Two production rules are encoded here. First, the audit log gets counts and token names, never the underlying values - logging the PII you just redacted defeats the point and is itself a violation. Second, the catch block throws instead of silently retrying, because a "fallback" path that re-sends the raw input is exactly the kind of bug that leaks data under load.

The audit logger is deliberately boring:

// src/lib/pii/audit.ts
import type { PIIType } from './detectors'

export interface RedactionAuditEntry {
    requestId: string
    found: Record<PIIType, number>
    tokens: string[]
}

export async function logRedaction(entry: RedactionAuditEntry): Promise<void> {
    // Swap for your sink: Datadog, a DB table, an append-only S3 log.
    console.info(
        JSON.stringify({
            event: 'pii_redaction',
            at: new Date().toISOString(),
            requestId: entry.requestId,
            counts: entry.found,
            tokenCount: entry.tokens.length,
        })
    )
}

Wiring it into a Next.js route handler is then trivial:

// src/app/api/chat/route.ts
import { callLLMWithRedaction } from '@/src/lib/pii/withRedaction'
import { randomUUID } from 'crypto'

export async function POST(req: Request) {
    const { message } = await req.json()
    if (typeof message !== 'string' || message.length > 8000) {
        return Response.json({ error: 'Invalid input' }, { status: 400 })
    }

    const requestId = randomUUID()
    try {
        const reply = await callLLMWithRedaction({
            userInput: message,
            systemPrompt: 'You are a helpful support assistant.',
            requestId,
        })
        return Response.json({ reply, requestId })
    } catch {
        return Response.json({ error: 'Something went wrong' }, { status: 502 })
    }
}

Where regex stops working: names and addresses

Regex is great for structured PII - anything with a predictable shape. It is useless for names, street addresses, and free-form locations, because "John from Boston" has no pattern. For those you need named-entity recognition.
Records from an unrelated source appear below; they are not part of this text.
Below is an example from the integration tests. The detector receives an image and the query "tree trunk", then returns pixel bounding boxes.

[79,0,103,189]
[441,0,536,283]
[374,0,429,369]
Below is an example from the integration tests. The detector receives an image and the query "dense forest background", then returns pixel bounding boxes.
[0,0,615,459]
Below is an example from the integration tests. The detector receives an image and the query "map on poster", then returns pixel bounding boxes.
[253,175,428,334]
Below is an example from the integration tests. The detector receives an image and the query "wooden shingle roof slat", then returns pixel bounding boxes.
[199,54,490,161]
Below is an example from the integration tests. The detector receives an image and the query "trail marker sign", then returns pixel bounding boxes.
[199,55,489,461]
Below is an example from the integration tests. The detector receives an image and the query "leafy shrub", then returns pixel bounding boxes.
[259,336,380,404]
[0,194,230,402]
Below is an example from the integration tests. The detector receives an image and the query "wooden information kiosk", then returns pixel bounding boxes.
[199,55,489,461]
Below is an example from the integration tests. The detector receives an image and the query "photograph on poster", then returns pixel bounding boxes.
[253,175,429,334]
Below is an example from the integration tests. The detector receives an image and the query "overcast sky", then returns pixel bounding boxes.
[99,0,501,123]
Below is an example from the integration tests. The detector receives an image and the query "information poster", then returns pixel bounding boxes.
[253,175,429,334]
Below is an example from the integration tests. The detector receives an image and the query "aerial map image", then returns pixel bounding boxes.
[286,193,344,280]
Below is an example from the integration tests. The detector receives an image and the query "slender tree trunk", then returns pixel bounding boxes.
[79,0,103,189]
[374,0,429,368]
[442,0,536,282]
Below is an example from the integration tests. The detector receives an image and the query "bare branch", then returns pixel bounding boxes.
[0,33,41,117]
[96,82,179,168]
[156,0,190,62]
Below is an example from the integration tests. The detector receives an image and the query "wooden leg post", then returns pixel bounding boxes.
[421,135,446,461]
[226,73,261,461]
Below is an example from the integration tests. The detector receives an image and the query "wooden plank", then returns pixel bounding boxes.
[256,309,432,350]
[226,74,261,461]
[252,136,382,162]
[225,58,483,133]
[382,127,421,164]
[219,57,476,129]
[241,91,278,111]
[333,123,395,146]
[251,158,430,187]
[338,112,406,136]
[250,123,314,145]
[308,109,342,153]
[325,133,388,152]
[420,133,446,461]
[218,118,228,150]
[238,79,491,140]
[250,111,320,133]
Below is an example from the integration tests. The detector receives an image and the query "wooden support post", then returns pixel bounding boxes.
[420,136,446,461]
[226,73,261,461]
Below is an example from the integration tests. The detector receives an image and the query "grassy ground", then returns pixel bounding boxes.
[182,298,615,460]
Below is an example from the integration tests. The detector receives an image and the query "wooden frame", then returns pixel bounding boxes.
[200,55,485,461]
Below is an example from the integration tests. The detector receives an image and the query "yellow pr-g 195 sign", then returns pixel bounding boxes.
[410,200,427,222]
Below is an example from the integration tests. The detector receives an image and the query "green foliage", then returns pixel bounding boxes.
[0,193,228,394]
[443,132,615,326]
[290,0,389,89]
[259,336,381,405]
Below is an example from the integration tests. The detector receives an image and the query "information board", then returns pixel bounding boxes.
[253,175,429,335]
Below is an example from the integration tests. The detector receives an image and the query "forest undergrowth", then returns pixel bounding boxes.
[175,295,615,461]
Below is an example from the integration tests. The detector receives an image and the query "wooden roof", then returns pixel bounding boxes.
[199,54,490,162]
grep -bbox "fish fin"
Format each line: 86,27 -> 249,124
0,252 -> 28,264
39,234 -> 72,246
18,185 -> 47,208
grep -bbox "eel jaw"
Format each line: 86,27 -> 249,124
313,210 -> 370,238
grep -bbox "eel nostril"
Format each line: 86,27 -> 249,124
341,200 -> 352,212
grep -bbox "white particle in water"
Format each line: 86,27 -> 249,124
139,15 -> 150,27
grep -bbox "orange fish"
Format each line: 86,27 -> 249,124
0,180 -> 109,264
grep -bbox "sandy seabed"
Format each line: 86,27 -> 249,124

The standard tool is Microsoft Presidio, which is Python. You have two integration options from a TypeScript app:

  1. Run Presidio as a sidecar service. Deploy presidio-analyzer as a container, POST text to its HTTP API, and merge its findings with your regex detectors. This gives you NER-quality detection for PERSON, LOCATION, NRP, etc.
  2. Use a JS-native NER model via @huggingface/transformers running a token-classification model in a worker. Lighter to deploy, lower accuracy than Presidio.

Here is the sidecar shape - call Presidio, normalize its response into the same found/map structure, and union it with the regex pass:

// src/lib/pii/presidio.ts
interface PresidioFinding {
    entity_type: string
    start: number
    end: number
    score: number
}

export async function analyzeWithPresidio(
    text: string,
    minScore = 0.6
): Promise<PresidioFinding[]> {
    const res = await fetch(`${process.env.PRESIDIO_URL}/analyze`, {
        method: 'POST',
        headers: { 'Content-Type': 'application/json' },
        body: JSON.stringify({ text, language: 'en' }),
    })
    if (!res.ok) throw new Error(`Presidio returned ${res.status}`)
    const findings = (await res.json()) as PresidioFinding[]
    return findings.filter((f) => f.score >= minScore)
}

The minScore threshold is the dial you will spend the most time tuning. Too low and you redact every capitalized word; too high and real names slip through. Start at 0.6 and adjust against your own data.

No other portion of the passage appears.